In the aftermath of the USDC depeg, Circle managed to onboard new banking partners, thereby reducing concentration risk. Nonetheless, TradFi financial institutions could decide to reconsider working with stablecoin operators, and the reduction in the available pool of financial institutions partners would make it even more difficult for fiat-backed stablecoins to maintain stable exchange rates.
In light of these recent events, regulators could increase their scrutiny of stablecoins. Last year, the Terra/LUNA collapse raised concerns about stablecoins' reserves, leading regulators to recommend additional liquidity and transparency requirements. Now, the depeg of USDC and other stablecoins is highlighting a different set of governance risks related to the custody of reserve assets. The EU cryptoasset regulation (MiCA) briefly touches on this, but leaves precise regulatory standards to be determined by European banking authorities.

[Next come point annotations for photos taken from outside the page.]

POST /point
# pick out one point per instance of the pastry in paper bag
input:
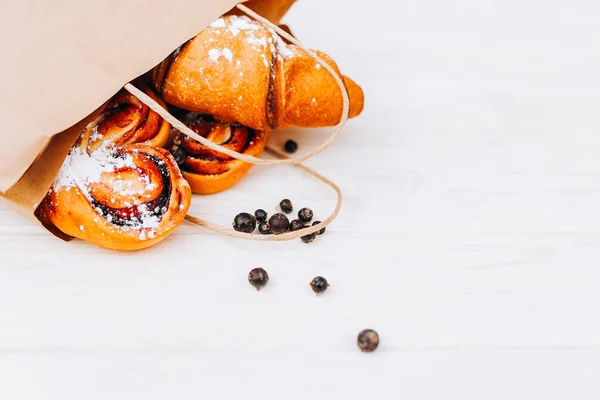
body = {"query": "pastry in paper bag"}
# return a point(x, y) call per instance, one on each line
point(87, 59)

There is also growing interest in exploring alternative solutions to address the shortcomings of stablecoins. One potential alternative is tokenized bank deposits, which allow users to hold digital tokens that represent ownership of underlying bank deposits. Tokenized bank deposits would be subject to the regulatory standards of banking, providing greater confidence in the underlying assets’ safety, although credit risks associated with traditional banking would of course remain.